From balancing to bridging geopolitical dividing lines in Europe?
Belarus has long been neglected in east-west relations. It had limited value to some EU member states as a trading partner and a transit state for energy links with Russia. Its dependence on Russia made it almost look like a part of the Russian Federation, under a president who was called “the last dictator in Europe”. Limited interests enabled the EU and the US to easily adopt sanctions, in order to punish Belarus for human rights violations and for continuing a “Soviet-light” system with authoritarian repression and a mostly unreformed economy. Fundamental reforms were demanded before any more constructive relationship could be considered.
However, the Ukraine crisis has triggered a rethink about relations with Belarus. It may be that Minsk has some (limited) margins for manoeuvring between Russia and the west, as indicated by its attempts to mediate, offering Minsk as a place for negotiations on the Ukraine crisis. In that context, more constructive relations with Minsk might assist in influencing those in Moscow who are interested in decreasing tensions and solving the present geopolitical crisis.
In this report an analysis is presented on how the "Belarus factor" could be interesting again in a wider regional perspective, as a result of the Ukraine crisis, which causes major geopolitical, geo-economic and security consequences for the whole of Europe.
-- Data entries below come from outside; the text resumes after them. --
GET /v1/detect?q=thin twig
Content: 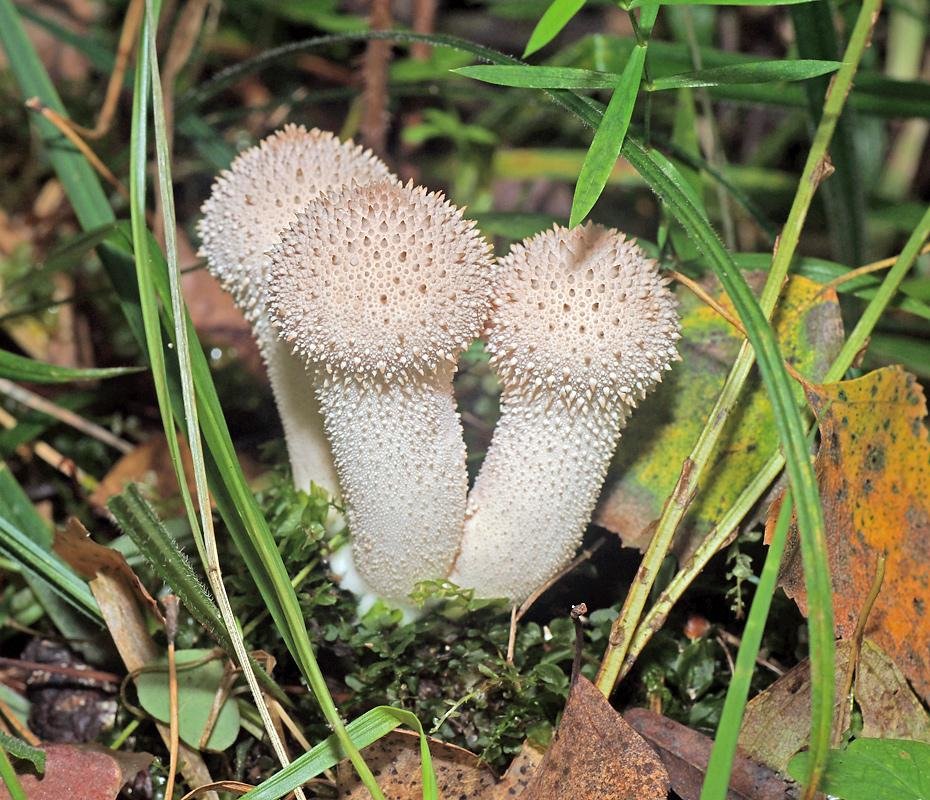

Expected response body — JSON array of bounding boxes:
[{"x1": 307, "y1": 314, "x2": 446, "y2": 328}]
[
  {"x1": 64, "y1": 0, "x2": 145, "y2": 140},
  {"x1": 359, "y1": 0, "x2": 391, "y2": 155},
  {"x1": 833, "y1": 553, "x2": 886, "y2": 747},
  {"x1": 516, "y1": 537, "x2": 607, "y2": 622},
  {"x1": 161, "y1": 594, "x2": 180, "y2": 800}
]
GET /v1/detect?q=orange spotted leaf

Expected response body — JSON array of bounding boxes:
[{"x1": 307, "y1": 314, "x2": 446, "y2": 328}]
[{"x1": 781, "y1": 367, "x2": 930, "y2": 700}]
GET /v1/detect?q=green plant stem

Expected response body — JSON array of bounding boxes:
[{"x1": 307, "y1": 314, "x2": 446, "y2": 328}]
[
  {"x1": 0, "y1": 747, "x2": 29, "y2": 800},
  {"x1": 597, "y1": 0, "x2": 881, "y2": 797},
  {"x1": 701, "y1": 491, "x2": 792, "y2": 800},
  {"x1": 620, "y1": 203, "x2": 930, "y2": 678}
]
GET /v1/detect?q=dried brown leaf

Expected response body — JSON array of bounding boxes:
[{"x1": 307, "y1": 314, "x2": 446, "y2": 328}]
[
  {"x1": 739, "y1": 639, "x2": 930, "y2": 772},
  {"x1": 337, "y1": 731, "x2": 496, "y2": 800},
  {"x1": 521, "y1": 676, "x2": 669, "y2": 800},
  {"x1": 623, "y1": 708, "x2": 792, "y2": 800}
]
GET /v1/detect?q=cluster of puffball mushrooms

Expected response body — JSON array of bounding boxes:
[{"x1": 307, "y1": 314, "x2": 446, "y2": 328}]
[{"x1": 199, "y1": 125, "x2": 679, "y2": 608}]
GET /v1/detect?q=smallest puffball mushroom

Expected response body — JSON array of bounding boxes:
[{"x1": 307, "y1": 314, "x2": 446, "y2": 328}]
[
  {"x1": 450, "y1": 223, "x2": 679, "y2": 603},
  {"x1": 269, "y1": 181, "x2": 495, "y2": 605}
]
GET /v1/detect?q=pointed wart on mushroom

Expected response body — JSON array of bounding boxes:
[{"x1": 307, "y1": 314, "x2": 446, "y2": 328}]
[
  {"x1": 197, "y1": 125, "x2": 392, "y2": 496},
  {"x1": 269, "y1": 182, "x2": 496, "y2": 604},
  {"x1": 450, "y1": 223, "x2": 680, "y2": 603}
]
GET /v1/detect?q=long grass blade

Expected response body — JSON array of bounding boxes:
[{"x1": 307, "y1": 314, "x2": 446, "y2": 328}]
[{"x1": 701, "y1": 491, "x2": 793, "y2": 800}]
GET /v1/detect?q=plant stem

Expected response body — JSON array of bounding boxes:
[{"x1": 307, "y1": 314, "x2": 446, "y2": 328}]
[
  {"x1": 620, "y1": 207, "x2": 930, "y2": 678},
  {"x1": 0, "y1": 747, "x2": 29, "y2": 800}
]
These developments lead to new dividing lines between two "Competing Union" (EU and Eurasian Economic Union) and tensions between EU, NATO and Russia, creating a potentially dangerous situation in Europe for the first time since the Cold War ended.
Author Tony van der Togt sheds his light on EU-Belarus relations and the relationship with NATO. He also presents preliminary conclusions on the possible role of Belarus as mediator and how EU and NATO members could support such a role.